Midterm Exam

Midterm Exam

This was a take-home exam.

BSCI 348s - Bioinformatics in Genomics and Evolution

Fall 2000

Answer the following questions in standard written English, or with documentary information as appropriate to the question. Your entire exam should not exceed ten printed pages. Credit will be given for the completeness, accuracy, and efficiency of your answers (in other words, the best score will be received by answers that use relatively few words to provide a clear and complete answer to the question).

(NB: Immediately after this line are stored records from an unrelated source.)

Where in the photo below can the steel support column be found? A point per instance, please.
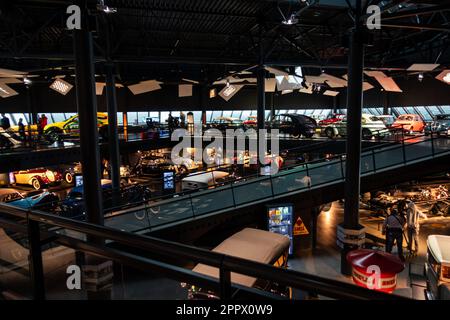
(87, 114)
(113, 136)
(351, 225)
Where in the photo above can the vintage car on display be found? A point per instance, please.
(332, 118)
(153, 164)
(440, 125)
(437, 267)
(251, 121)
(409, 123)
(204, 180)
(294, 124)
(37, 178)
(73, 205)
(70, 127)
(44, 201)
(388, 120)
(223, 123)
(371, 126)
(7, 140)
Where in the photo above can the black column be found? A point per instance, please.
(87, 113)
(386, 103)
(113, 137)
(353, 159)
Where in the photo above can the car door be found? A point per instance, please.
(286, 125)
(73, 126)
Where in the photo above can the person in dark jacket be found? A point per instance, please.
(4, 122)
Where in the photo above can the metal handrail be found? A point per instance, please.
(307, 168)
(158, 247)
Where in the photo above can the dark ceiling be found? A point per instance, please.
(205, 39)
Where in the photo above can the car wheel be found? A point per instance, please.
(53, 135)
(36, 184)
(367, 134)
(68, 177)
(183, 170)
(329, 133)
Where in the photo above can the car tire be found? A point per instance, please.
(68, 177)
(366, 134)
(53, 135)
(329, 133)
(36, 184)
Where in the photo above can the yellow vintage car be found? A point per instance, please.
(55, 131)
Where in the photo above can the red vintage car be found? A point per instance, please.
(332, 118)
(37, 177)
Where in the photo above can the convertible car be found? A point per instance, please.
(43, 200)
(37, 178)
(70, 127)
(440, 125)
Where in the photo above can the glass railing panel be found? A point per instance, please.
(170, 212)
(212, 200)
(290, 180)
(366, 163)
(418, 150)
(245, 192)
(130, 221)
(441, 145)
(388, 157)
(324, 172)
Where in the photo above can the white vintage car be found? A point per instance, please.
(37, 177)
(371, 125)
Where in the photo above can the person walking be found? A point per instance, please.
(170, 122)
(4, 122)
(39, 127)
(413, 226)
(182, 120)
(21, 129)
(393, 228)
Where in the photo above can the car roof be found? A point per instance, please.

1. Describe the field of bioinformatics, and explain why it is an area of increasing importance. Be sure to distinguish genetics from genomics, and identify how bioinformatics is important in genomics. You should also indicate how bioinformatics is distinguished from related fields.

2. Consider genbank, one of the main sequence databases, which is housed and maintained by NCBI. Describe genbank's mission, contrast it with the Swissprot mission, and explain how the structure of genbank's database is designed to meet its mission. Be sure to include some examples of activities that are not within genbank's purview, and explain how this influences the ways in which genbank can be used.

3. What is a PAM matrix, and how are they determined? Your answer should indicate the source of the data that are used to make the matrix, give a qualitative description of the calculations that are used to transform the data, and identify the units of the resulting numbers (i.e., what are the units for a PAM 250 matrix?).

4. Use the Smith-Waterman algorithm to align the following two sequences using a blosum62 scoring matrix:

1: PGSEIPW

2: EFPGDIPVI

How would the alignment be different if sequence 1 were truncated to PGSEI?

It is not cheating to use your GCG account at UMBI to check your work, but you should show the full matrix generated by the algorithm. Be sure to make it clear what calculations you performed, as this is necessary for partial credit.

5. Describe the random-clone approach to genome sequencing, and contrast it with the mapped-clone approach. Outline the advantages and disadvantages of each method.